6. Strong Emergence Since 1970

6.i. Michael Polanyi

Polanyi was one of the few emergentists between the 1940's and the 1970's. On the basis of his emergentist ideas, he defended tacit knowledge and the irreducibility of the category of personhood.

According to Polanyi, thought is motivated by the anticipation of our discovering a hidden reality. There are at least two levels of reality:
a) the particulars, and
b) their comprehensive meaning.

He extended these levels of reality to many fields, including consciousness.
even physical randomness was understood as an emergent phenomenon (15c, emphasis mine, see Polanyi Personal Knowledge 390-391)
All living things are machines. They are systems controlled by their functions. And they exercise downward causation upon their biological parts (15d, see Polanyi Knowing and Being 226-227, Personal Knowledge 359ff.)

There was a first emergence in biological life. It was the prototype for all subsequent stages of evolution, including its highest level yet, consciousness. (16a)

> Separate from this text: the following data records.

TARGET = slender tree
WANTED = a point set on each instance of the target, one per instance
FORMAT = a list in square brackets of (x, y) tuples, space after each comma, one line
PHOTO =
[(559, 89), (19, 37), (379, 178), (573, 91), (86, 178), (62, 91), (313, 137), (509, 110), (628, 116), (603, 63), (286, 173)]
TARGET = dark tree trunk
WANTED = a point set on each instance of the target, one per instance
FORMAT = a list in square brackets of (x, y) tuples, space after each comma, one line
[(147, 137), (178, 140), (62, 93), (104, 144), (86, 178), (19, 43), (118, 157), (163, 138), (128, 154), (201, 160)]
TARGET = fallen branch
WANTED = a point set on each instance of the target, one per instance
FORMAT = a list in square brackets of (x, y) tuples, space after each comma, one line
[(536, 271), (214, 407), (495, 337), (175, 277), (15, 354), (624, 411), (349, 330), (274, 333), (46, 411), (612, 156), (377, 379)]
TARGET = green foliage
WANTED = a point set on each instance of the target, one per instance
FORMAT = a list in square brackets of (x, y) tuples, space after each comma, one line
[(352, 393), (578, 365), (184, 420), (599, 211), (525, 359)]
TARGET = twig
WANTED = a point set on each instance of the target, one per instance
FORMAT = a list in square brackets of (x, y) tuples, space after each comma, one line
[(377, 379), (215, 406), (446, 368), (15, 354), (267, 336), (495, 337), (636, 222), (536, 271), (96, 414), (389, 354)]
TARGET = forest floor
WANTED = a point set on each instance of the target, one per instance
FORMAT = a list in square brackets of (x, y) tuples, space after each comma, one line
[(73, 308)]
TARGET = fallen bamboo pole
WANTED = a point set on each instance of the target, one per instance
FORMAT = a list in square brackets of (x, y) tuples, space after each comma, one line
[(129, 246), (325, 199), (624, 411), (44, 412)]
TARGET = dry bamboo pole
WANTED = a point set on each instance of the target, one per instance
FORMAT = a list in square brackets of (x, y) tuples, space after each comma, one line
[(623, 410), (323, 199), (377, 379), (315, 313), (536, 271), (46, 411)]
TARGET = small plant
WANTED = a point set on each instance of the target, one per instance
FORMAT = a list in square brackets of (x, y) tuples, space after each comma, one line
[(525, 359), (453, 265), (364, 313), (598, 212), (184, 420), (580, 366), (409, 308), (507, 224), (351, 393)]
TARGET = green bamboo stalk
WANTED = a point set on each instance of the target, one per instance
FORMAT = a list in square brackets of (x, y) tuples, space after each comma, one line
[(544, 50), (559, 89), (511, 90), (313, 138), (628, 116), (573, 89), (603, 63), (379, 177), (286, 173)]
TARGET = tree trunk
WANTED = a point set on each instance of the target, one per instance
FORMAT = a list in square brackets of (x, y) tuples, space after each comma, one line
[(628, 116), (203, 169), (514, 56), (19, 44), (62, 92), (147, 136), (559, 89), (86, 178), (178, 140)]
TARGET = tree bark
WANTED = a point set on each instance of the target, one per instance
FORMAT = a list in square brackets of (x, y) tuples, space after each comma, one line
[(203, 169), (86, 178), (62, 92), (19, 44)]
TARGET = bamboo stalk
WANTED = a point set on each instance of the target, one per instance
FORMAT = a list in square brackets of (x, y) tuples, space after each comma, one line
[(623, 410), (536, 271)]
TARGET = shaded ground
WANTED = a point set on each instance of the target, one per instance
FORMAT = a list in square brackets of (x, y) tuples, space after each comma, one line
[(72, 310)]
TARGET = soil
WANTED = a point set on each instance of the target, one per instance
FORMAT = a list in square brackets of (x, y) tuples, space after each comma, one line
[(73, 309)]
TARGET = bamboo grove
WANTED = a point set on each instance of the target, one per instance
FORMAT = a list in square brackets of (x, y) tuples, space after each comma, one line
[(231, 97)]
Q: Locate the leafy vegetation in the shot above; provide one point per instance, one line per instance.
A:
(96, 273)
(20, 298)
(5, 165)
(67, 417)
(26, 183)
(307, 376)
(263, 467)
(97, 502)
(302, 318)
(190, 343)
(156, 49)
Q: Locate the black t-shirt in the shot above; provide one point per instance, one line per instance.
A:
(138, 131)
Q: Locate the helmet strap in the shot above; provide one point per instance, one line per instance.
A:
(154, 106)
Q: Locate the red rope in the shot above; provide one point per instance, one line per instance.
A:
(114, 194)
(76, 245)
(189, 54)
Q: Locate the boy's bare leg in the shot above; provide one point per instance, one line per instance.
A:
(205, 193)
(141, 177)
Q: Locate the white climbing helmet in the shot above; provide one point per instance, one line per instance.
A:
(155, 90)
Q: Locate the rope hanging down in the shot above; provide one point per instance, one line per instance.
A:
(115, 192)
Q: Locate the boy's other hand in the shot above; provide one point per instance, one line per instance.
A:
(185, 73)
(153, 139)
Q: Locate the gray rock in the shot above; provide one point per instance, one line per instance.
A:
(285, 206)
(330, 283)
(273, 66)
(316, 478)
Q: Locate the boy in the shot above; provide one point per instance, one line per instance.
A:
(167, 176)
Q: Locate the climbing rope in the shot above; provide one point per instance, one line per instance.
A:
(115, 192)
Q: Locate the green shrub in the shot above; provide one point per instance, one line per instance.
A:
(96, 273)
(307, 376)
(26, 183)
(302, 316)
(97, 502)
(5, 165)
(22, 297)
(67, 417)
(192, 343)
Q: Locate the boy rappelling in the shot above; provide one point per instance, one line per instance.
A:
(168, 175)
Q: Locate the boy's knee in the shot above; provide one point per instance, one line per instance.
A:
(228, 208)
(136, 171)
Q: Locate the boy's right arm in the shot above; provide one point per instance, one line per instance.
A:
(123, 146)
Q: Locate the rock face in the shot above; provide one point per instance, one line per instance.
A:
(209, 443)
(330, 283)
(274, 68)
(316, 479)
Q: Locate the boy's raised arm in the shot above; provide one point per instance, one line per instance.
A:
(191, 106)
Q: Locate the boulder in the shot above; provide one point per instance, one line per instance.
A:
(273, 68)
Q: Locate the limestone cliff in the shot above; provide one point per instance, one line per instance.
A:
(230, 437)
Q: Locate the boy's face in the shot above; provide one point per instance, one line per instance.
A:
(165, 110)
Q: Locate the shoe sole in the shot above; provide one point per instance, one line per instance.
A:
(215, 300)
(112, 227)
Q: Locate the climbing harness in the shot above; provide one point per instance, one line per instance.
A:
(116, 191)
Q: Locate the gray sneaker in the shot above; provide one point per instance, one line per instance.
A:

Clayton mentions three aspects of Polanyi's theory that are found in later emergentist ideas. We here examine the very interesting third one.

(3) The theory of structure and information.
Something's structure is more than the complexity of its constitution. Consider the difference between the chemical composition of a crystal molecule and a DNA molecule. The crystal structure is complex. But it has little "information content." The DNA molecule is no less chemically complex. But it is highly improbable that the molecule would come to be composed in such a way, "since the nucleotide sequence is not determined by the underlying chemical structure." The crystal does not function as a code. But the DNA molecule can: "it is very high in informational content relative to the background probabilities of its formation." (17c) Today evolutionary biologists see their field as more than a physical science. It is a semiotic science too. There is significance and representation involved in DNA coding.

Clayton, Philip. "Conceptual Foundations of Emergence Theory." in The Re-Emergence of Emergence: The Emergentist Hypothesis from Science to Religion. Ed. Philip Clayton and Paul Davies. Oxford: Oxford University Press, 2006.